Theta waves, Beauregard explained, are observed in people who are sleeping, or in a state of quiet focus, such as meditation. Beauregard said the average person cannot simply sit down and achieve this level of relaxation in two or three minutes. Over the next hour, Gilles sat in his soundproof tank, herding his thoughts toward various levels of consciousness. Beauregard and Jerome clucked fondly over Gilles’s EEG recordings. Finally, at their command, Gilles plunged into the “light”—or at least, that is the story that the luxurious, voluptuous, sloping lines on the computer told. Look at us! We’re delta waves! We should be in a deep sleep, but really we’re in another state of reality! Well, that is what I imagined his waves were saying.

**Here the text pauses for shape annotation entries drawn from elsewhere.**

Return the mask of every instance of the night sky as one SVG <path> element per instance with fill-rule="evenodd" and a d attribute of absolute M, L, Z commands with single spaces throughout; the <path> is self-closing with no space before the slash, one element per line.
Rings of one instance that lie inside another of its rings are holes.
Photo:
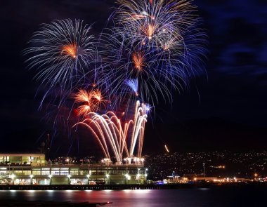
<path fill-rule="evenodd" d="M 98 36 L 113 0 L 1 1 L 0 151 L 33 151 L 52 128 L 38 111 L 34 71 L 22 51 L 41 23 L 82 19 Z M 161 102 L 146 125 L 145 154 L 267 149 L 267 1 L 195 0 L 209 36 L 206 73 L 190 88 Z M 93 154 L 89 138 L 58 133 L 56 155 Z M 74 140 L 70 147 L 72 140 Z M 79 145 L 78 145 L 79 140 Z M 78 150 L 79 146 L 79 150 Z"/>

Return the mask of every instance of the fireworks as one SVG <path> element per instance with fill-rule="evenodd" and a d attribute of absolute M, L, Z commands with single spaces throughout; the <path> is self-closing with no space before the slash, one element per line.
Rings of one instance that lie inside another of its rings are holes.
<path fill-rule="evenodd" d="M 37 80 L 48 87 L 72 88 L 74 81 L 87 72 L 96 49 L 91 27 L 70 19 L 44 24 L 30 41 L 24 53 L 30 68 L 38 70 Z"/>
<path fill-rule="evenodd" d="M 89 112 L 97 112 L 100 109 L 101 104 L 107 102 L 102 96 L 99 89 L 91 91 L 79 89 L 77 93 L 73 94 L 74 103 L 79 103 L 77 107 L 79 115 L 86 116 Z"/>
<path fill-rule="evenodd" d="M 91 112 L 88 116 L 89 118 L 74 126 L 85 126 L 92 132 L 106 158 L 110 159 L 114 155 L 116 161 L 122 163 L 123 156 L 133 157 L 136 151 L 136 156 L 141 156 L 147 121 L 144 104 L 136 102 L 134 119 L 125 123 L 124 126 L 113 112 L 103 115 Z"/>
<path fill-rule="evenodd" d="M 202 69 L 205 34 L 192 1 L 117 3 L 110 18 L 115 25 L 97 43 L 82 21 L 55 20 L 34 34 L 25 54 L 48 87 L 42 102 L 53 91 L 58 106 L 72 98 L 71 108 L 83 119 L 74 126 L 85 126 L 105 156 L 122 163 L 123 156 L 141 157 L 148 102 L 155 105 L 159 95 L 171 101 L 173 91 L 187 87 Z M 134 116 L 127 119 L 133 103 Z"/>
<path fill-rule="evenodd" d="M 197 28 L 196 7 L 186 0 L 117 2 L 110 17 L 115 25 L 101 35 L 110 93 L 132 98 L 125 97 L 123 83 L 137 79 L 141 100 L 155 105 L 159 95 L 171 100 L 172 91 L 187 87 L 201 69 L 205 34 Z"/>

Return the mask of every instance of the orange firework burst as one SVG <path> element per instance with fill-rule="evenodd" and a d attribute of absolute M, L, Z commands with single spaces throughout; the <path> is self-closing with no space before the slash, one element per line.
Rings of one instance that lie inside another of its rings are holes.
<path fill-rule="evenodd" d="M 77 57 L 77 45 L 75 43 L 69 45 L 64 46 L 62 48 L 62 51 L 67 55 L 76 58 Z"/>
<path fill-rule="evenodd" d="M 99 89 L 91 91 L 79 89 L 77 93 L 73 95 L 72 98 L 74 99 L 74 103 L 81 104 L 77 109 L 79 115 L 83 116 L 86 116 L 89 112 L 99 110 L 101 104 L 107 102 Z"/>
<path fill-rule="evenodd" d="M 155 24 L 148 24 L 147 27 L 145 27 L 143 29 L 143 32 L 145 34 L 148 39 L 151 39 L 152 38 L 153 34 L 157 29 L 157 26 Z"/>
<path fill-rule="evenodd" d="M 93 105 L 91 102 L 92 95 L 91 93 L 83 89 L 79 89 L 77 93 L 73 95 L 72 98 L 74 99 L 75 103 L 82 104 L 77 107 L 79 116 L 85 116 L 94 109 Z"/>
<path fill-rule="evenodd" d="M 145 66 L 145 58 L 141 52 L 134 53 L 133 55 L 133 62 L 135 68 L 138 71 L 143 70 L 143 67 Z"/>

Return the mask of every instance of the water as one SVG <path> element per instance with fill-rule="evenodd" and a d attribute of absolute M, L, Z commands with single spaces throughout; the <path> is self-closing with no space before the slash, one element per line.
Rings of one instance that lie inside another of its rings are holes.
<path fill-rule="evenodd" d="M 211 187 L 208 189 L 102 191 L 0 191 L 1 199 L 113 202 L 106 206 L 267 206 L 267 188 Z"/>

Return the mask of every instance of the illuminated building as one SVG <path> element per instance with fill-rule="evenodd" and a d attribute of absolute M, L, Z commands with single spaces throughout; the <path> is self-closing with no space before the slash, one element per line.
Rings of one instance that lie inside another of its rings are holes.
<path fill-rule="evenodd" d="M 1 185 L 143 184 L 143 164 L 52 164 L 44 154 L 0 154 Z"/>

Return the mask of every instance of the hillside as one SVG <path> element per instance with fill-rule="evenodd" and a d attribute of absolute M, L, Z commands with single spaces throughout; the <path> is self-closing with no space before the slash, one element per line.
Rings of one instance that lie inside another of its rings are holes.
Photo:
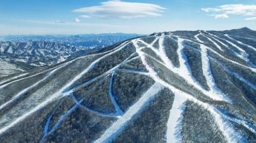
<path fill-rule="evenodd" d="M 0 142 L 255 142 L 255 33 L 155 33 L 2 77 Z"/>
<path fill-rule="evenodd" d="M 4 36 L 0 42 L 0 77 L 49 66 L 138 36 L 116 33 Z"/>

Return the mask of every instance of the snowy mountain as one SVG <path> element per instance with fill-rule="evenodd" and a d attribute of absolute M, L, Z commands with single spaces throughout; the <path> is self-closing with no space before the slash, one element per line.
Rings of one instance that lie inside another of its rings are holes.
<path fill-rule="evenodd" d="M 155 33 L 2 77 L 0 142 L 255 142 L 255 34 Z"/>
<path fill-rule="evenodd" d="M 45 67 L 98 48 L 45 41 L 0 42 L 0 77 Z"/>
<path fill-rule="evenodd" d="M 125 39 L 140 36 L 142 35 L 136 34 L 106 33 L 75 35 L 11 35 L 4 36 L 2 38 L 5 41 L 46 41 L 65 45 L 102 48 Z"/>
<path fill-rule="evenodd" d="M 9 36 L 0 42 L 0 77 L 46 67 L 113 44 L 136 34 Z"/>

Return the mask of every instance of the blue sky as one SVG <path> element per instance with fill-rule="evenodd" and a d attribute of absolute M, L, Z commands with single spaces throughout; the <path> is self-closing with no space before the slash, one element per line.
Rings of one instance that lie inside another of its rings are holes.
<path fill-rule="evenodd" d="M 256 30 L 255 0 L 1 0 L 0 35 Z"/>

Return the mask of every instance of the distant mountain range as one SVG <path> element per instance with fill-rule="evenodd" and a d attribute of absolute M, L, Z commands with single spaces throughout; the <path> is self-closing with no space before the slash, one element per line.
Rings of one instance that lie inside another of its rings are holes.
<path fill-rule="evenodd" d="M 79 34 L 75 35 L 17 35 L 2 37 L 5 41 L 29 42 L 45 41 L 56 42 L 65 45 L 90 47 L 104 47 L 117 42 L 142 35 L 136 34 L 114 33 L 100 34 Z"/>
<path fill-rule="evenodd" d="M 0 78 L 0 142 L 256 142 L 255 34 L 155 33 Z"/>
<path fill-rule="evenodd" d="M 50 66 L 138 36 L 118 33 L 3 37 L 0 42 L 0 77 Z"/>

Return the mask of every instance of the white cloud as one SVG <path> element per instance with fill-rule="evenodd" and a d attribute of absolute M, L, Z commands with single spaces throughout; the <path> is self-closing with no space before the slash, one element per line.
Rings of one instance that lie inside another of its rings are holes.
<path fill-rule="evenodd" d="M 217 14 L 215 15 L 215 19 L 217 19 L 219 18 L 228 18 L 228 15 L 226 15 L 226 14 Z"/>
<path fill-rule="evenodd" d="M 225 5 L 217 8 L 202 8 L 205 12 L 214 13 L 215 18 L 227 18 L 230 15 L 241 15 L 243 16 L 256 15 L 256 5 Z"/>
<path fill-rule="evenodd" d="M 91 16 L 90 16 L 89 15 L 82 15 L 80 16 L 80 17 L 82 18 L 91 18 Z"/>
<path fill-rule="evenodd" d="M 80 19 L 77 18 L 75 18 L 75 21 L 77 23 L 80 22 Z"/>
<path fill-rule="evenodd" d="M 146 3 L 130 3 L 111 0 L 101 5 L 84 7 L 73 10 L 73 12 L 87 13 L 84 18 L 130 19 L 144 17 L 161 16 L 160 13 L 166 9 L 160 6 Z M 83 16 L 81 16 L 83 17 Z"/>
<path fill-rule="evenodd" d="M 56 23 L 65 23 L 65 21 L 57 20 L 55 20 L 55 21 L 54 21 L 54 22 L 55 22 Z"/>
<path fill-rule="evenodd" d="M 256 20 L 256 17 L 247 18 L 245 19 L 246 20 Z"/>

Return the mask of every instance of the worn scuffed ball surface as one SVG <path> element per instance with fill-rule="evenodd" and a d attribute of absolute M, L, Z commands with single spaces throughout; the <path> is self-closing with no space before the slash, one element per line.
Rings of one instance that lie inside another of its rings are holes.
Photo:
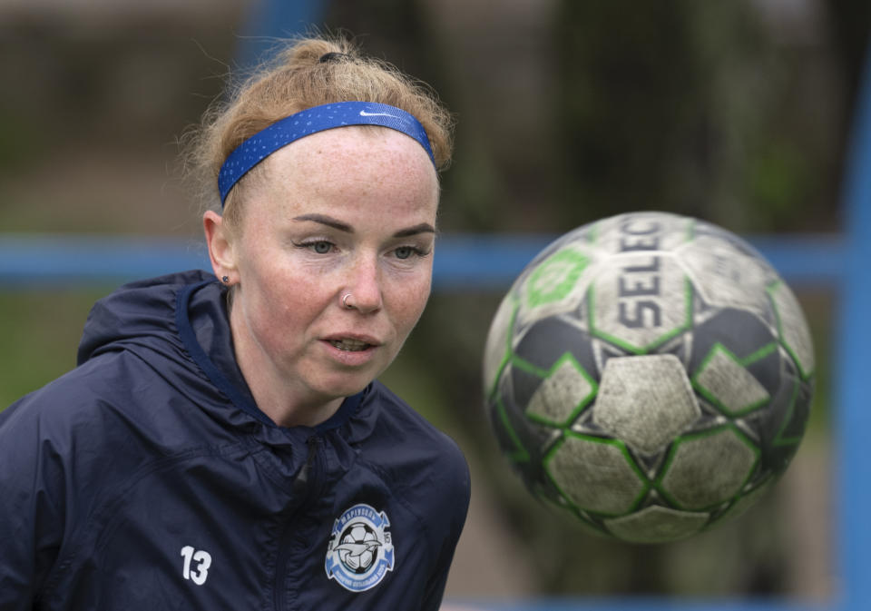
<path fill-rule="evenodd" d="M 490 329 L 485 405 L 540 498 L 638 543 L 752 505 L 804 434 L 814 355 L 794 294 L 747 242 L 665 212 L 555 241 Z"/>

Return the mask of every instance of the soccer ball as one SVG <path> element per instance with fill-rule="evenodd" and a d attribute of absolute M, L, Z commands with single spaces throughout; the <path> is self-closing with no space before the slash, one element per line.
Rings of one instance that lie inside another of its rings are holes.
<path fill-rule="evenodd" d="M 747 242 L 637 212 L 580 227 L 526 266 L 484 362 L 499 445 L 533 495 L 636 543 L 752 505 L 804 434 L 810 333 Z"/>

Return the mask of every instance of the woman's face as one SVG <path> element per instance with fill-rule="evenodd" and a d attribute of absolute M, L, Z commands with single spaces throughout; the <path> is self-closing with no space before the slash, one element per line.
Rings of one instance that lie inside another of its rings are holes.
<path fill-rule="evenodd" d="M 264 163 L 230 248 L 233 340 L 250 384 L 310 413 L 384 371 L 420 318 L 438 181 L 387 128 L 320 132 Z"/>

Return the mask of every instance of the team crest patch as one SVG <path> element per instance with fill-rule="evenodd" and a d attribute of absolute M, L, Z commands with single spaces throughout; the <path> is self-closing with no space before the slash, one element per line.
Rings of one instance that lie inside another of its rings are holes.
<path fill-rule="evenodd" d="M 330 533 L 324 567 L 327 577 L 351 592 L 377 586 L 393 570 L 393 540 L 383 511 L 360 503 L 347 509 Z"/>

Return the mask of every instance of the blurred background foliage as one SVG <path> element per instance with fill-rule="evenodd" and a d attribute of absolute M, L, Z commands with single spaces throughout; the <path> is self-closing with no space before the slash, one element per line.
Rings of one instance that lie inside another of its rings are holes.
<path fill-rule="evenodd" d="M 456 113 L 443 232 L 558 234 L 632 210 L 748 235 L 840 229 L 866 0 L 312 5 L 320 31 L 350 33 Z M 171 235 L 201 248 L 177 139 L 228 71 L 244 67 L 246 46 L 264 42 L 248 37 L 257 8 L 0 1 L 0 232 Z M 300 29 L 271 25 L 259 34 Z M 0 292 L 0 405 L 74 365 L 90 305 L 112 288 Z M 385 381 L 472 463 L 472 513 L 448 596 L 837 592 L 827 430 L 837 295 L 801 287 L 798 296 L 819 373 L 795 464 L 740 519 L 638 547 L 591 537 L 522 488 L 481 408 L 481 355 L 502 295 L 435 294 Z"/>

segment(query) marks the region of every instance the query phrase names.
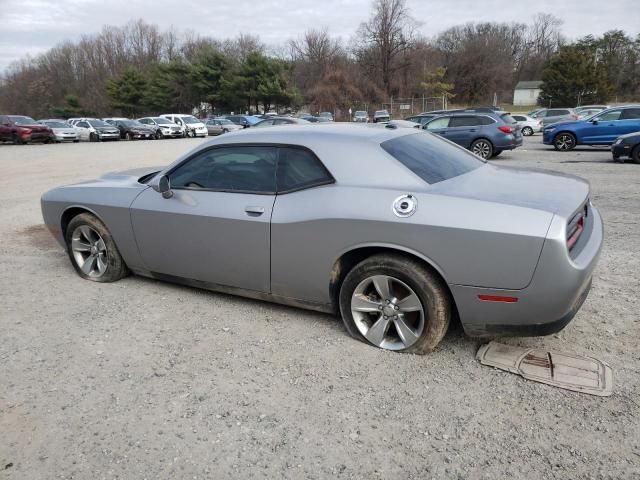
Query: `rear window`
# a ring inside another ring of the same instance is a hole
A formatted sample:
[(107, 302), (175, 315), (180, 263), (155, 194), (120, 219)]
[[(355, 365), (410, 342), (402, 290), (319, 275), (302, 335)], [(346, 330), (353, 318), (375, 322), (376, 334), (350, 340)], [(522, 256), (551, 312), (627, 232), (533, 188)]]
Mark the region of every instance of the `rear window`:
[(424, 132), (387, 140), (381, 147), (430, 184), (457, 177), (485, 163), (462, 147)]

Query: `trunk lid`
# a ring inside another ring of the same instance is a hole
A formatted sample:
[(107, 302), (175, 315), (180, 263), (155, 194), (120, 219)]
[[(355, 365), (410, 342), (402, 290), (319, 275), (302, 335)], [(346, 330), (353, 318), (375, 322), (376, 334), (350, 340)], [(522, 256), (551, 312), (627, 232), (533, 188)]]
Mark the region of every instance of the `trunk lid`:
[(543, 210), (571, 218), (589, 197), (589, 182), (573, 175), (485, 165), (432, 185), (440, 195)]

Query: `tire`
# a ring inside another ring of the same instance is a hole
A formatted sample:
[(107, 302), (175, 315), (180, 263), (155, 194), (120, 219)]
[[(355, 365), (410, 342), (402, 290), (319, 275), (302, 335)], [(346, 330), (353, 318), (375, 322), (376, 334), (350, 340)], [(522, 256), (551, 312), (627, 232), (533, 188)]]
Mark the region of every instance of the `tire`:
[(559, 152), (568, 152), (576, 148), (576, 137), (569, 132), (560, 132), (553, 137), (553, 148)]
[[(383, 298), (386, 295), (379, 292), (385, 289), (374, 279), (389, 285), (391, 299)], [(400, 254), (373, 255), (357, 264), (342, 282), (339, 304), (344, 325), (354, 338), (379, 348), (417, 354), (433, 351), (447, 332), (452, 315), (450, 295), (440, 278)], [(371, 310), (358, 311), (355, 305)]]
[(73, 268), (85, 280), (115, 282), (129, 274), (109, 230), (94, 215), (73, 217), (65, 241)]
[(640, 163), (640, 145), (636, 145), (636, 148), (631, 152), (631, 160), (633, 163)]
[(485, 160), (489, 160), (493, 156), (493, 144), (486, 138), (475, 140), (469, 150)]

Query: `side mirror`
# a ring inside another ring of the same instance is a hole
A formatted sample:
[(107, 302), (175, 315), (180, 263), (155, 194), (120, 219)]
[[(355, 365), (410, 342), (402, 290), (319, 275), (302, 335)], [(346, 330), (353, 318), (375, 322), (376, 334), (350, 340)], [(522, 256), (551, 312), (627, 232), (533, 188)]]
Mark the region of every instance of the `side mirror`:
[(158, 181), (158, 192), (162, 194), (162, 198), (173, 197), (173, 192), (171, 191), (171, 180), (169, 180), (168, 175), (160, 177), (160, 180)]

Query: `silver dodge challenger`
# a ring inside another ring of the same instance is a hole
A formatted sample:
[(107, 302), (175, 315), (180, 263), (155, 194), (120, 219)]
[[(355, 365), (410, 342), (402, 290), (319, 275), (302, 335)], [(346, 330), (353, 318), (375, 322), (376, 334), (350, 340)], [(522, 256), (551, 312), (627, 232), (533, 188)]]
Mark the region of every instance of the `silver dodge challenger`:
[(248, 129), (163, 168), (42, 196), (87, 280), (129, 272), (323, 312), (351, 335), (426, 353), (545, 335), (584, 302), (603, 241), (589, 184), (498, 167), (415, 129)]

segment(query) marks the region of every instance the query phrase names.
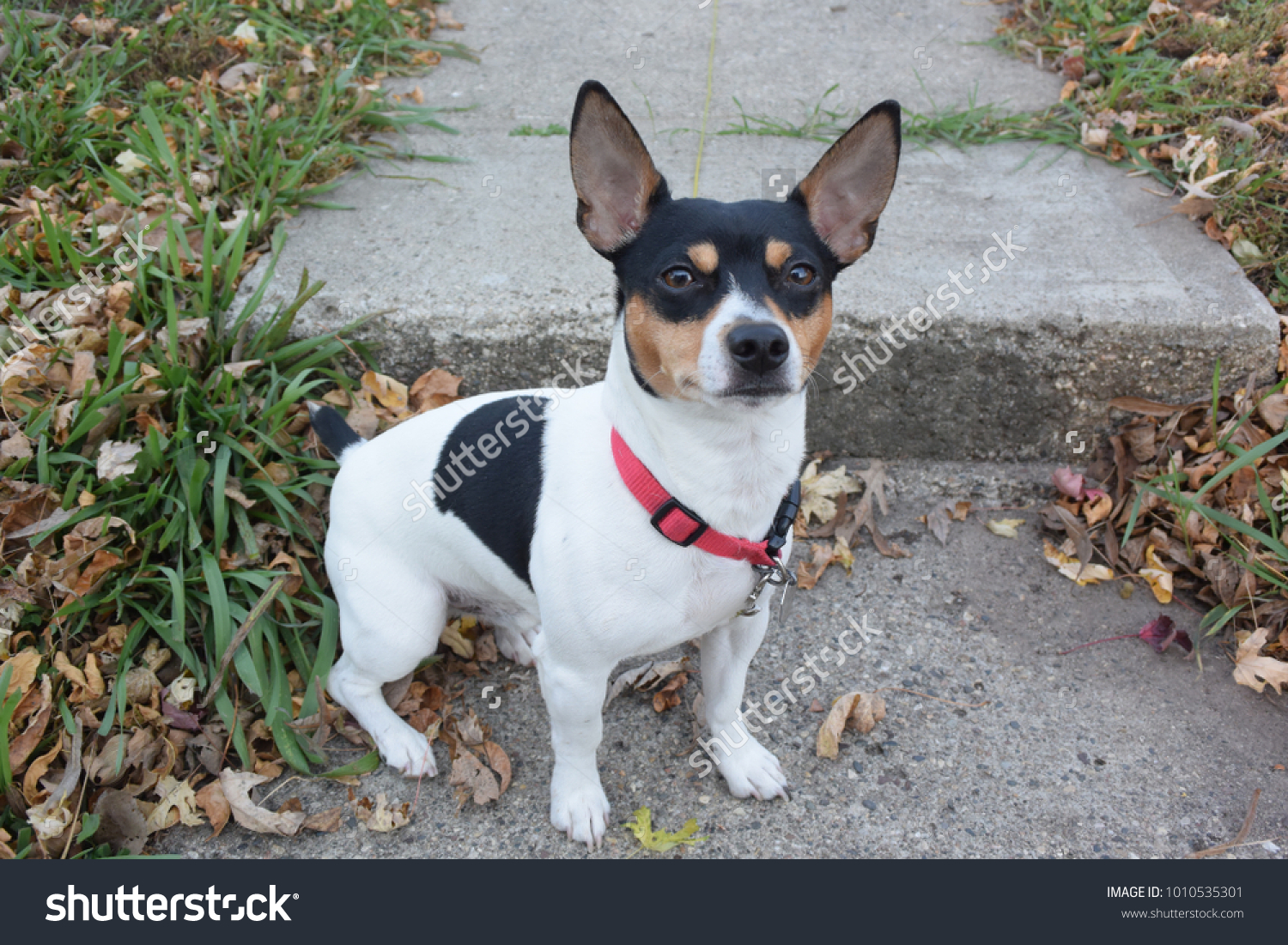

Beauregard later told me that some of his subjects had been able to slow their brain-wave activity to show delta waves—or states of deep sleep—and all fifteen had shown significant theta waves in their brains, which also occurs during meditation.

“What does that mean?” I asked.

“We know they’ve been transformed emotionally by the near-death experience,” he said, “and perhaps they’ve been transformed physiologically as well. It’s like there’s a shift in their brain, and this shift allows these people to stay in touch with the spiritual world more easily, on a daily basis.”

Beauregard explained that the University of Montreal maintains a database of the EEGs of thousands of people in the normal population. Most people at resting state exhibit the beta waves of normal waking activity, darting here and there, always in motion, thoughts swinging like monkeys from tree to tree.

“What we’ve seen with our subjects is that they present much slower waves in their brains than normal people”—especially theta waves of meditation and delta waves of deep sleep.

“Yet they are not impaired neurologically, so that their brain is not functioning slowly,” he said excitedly.